The pairwise comparison, conducted through multiple regression analysis and accounting for age, demonstrated that MPOV was not significantly influenced by the presence of drusen or SDD. Conversely, Kar and coauthors recently reported higher level of MPOV in early and intermediate AMD compared to healthy controls.7 Of interest, our study was not specifically designed for investigating this aspect, and as such, the results should be interpreted accordingly. More recently, the same research group further illustrated similar findings based on the baseline data from the Alabama Study on Early Age-related Macular Degeneration 2.30 In a cohort of 809 eyes, they observed higher levels of MPOV within 2 and 9 degrees of eccentricity in AMD patients. These findings are of particular interest because previous studies conducted with different technologies demonstrated an opposite tendency.32,33 It remains challenging to clarify the reason why the MP, which is expected to play a protective role against oxidative stress, would be higher in eyes with an initial stage of the disease. One hypothesis suggested that xanthophyll transfer associated with soft drusen biogenesis may serve as possible triggering mechanism involving the localization of MP.30 Based on this hypothesis, xanthophyll transfer could contribute to drusen formation. However, further evidences are needed to elucidate this theory. 

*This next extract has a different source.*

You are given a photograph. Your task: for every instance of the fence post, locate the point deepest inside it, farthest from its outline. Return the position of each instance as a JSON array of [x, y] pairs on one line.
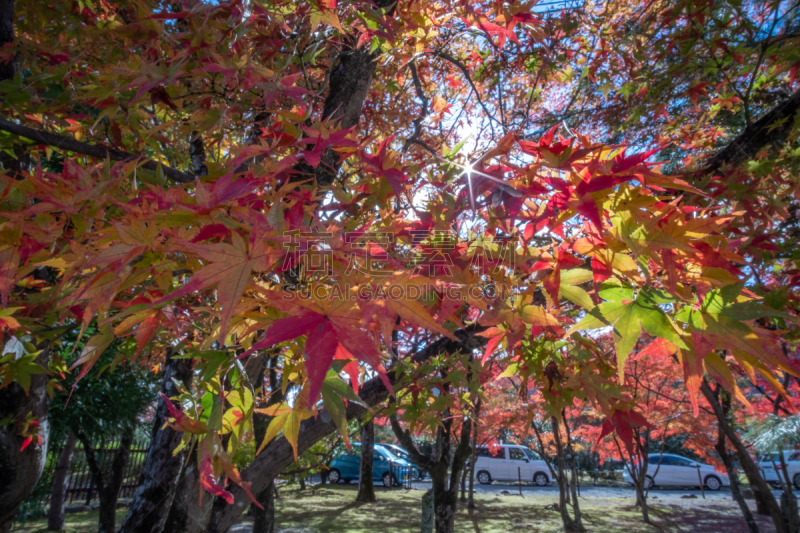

Xanthophyll carotenoids are known to be abundant in the central ETDRS millimeter subfield and tend to reduce toward the inner ring.6,7 Consequently, we first investigated the association between foveal MP and central ETDRS retinal layers. We were able to demonstrate, a significant association between MP and the ONL thickness. Our findings indicate that higher levels of MPOV are influenced by the ONL thickness. Notably, it is worth considering the possibility of an inverse relationship, wherein ONL thickness may also be influenced by macular pigment—a perspective that warrants further investigations. These results are consistent with previous speculations made by other research groups based on histologic studies.5,34 
Over the last two decades, advancements in technology have allowed for a detailed study of the spatial profile of MP and foveal metrics through improved MP measurement techniques and OCT scans with progressively higher resolution.21,31,35 Studies have shown correlations between foveal width, architecture, thickness, and the MPOD at certain degrees of eccentricity, even though with conflicting results. With the introduction of OCT Angiography, the foveal avascular zone has been linked to the MP spatial profile and central foveal thickness.36 Moreover, MPOD distribution have been significantly associated with retinal thickness and fovea pit profile.37 Absolute values of MPOD, as assessed with a macular pigment densitometer screener, have been found to correlate with central foveal thickness and neuroretinal volume. Furthermore, correlations between MPOD and the volume of certain retinal layers have been described: ganglion cell layer, IPL, and ONL.23 Our data further support the hypothesis that the central bouquet of cones, which mainly corresponds to the foveal ONL on OCT, is the primary element influencing the density of the central MP, even more when calculated as MPOV (Fig. 3). 
Figure 3.
 
Example of three subjects included in study. The first case represents a healthy subject (AC), the second case shows a patient affected by subretinal drusenoid deposits, (DF) and the third case presents a patient with macular drusen only (GI). The figure demonstrates a thicker ONL in the second patient (D, F) compared to the first (A, C) and third case (D, F). The color-coded thickness map of the ONL (C, F, I) further confirms the difference between the three subjects. Interestingly, the en face visualization of the MPOV, normalized by the ratio at 9° eccentricity, highlights higher levels of MPOV in panel E compared to panel B and H. This finding is further supported by the values of MPOV at 1°, 2°, and 9° of eccentricity, as well as by the presentation of the eccentricity graph at the bottom of panels B, E, and H.
Figure 3.
 
Example of three subjects included in study. The first case represents a healthy subject (AC), the second case shows a patient affected by subretinal drusenoid deposits, (DF) and the third case presents a patient with macular drusen only (GI). The figure demonstrates a thicker ONL in the second patient (D, F) compared to the first (A, C) and third case (D, F). The color-coded thickness map of the ONL (C, F, I) further confirms the difference between the three subjects. Interestingly, the en face visualization of the MPOV, normalized by the ratio at 9° eccentricity, highlights higher levels of MPOV in panel E compared to panel B and H. This finding is further supported by the values of MPOV at 1°, 2°, and 9° of eccentricity, as well as by the presentation of the eccentricity graph at the bottom of panels B, E, and H.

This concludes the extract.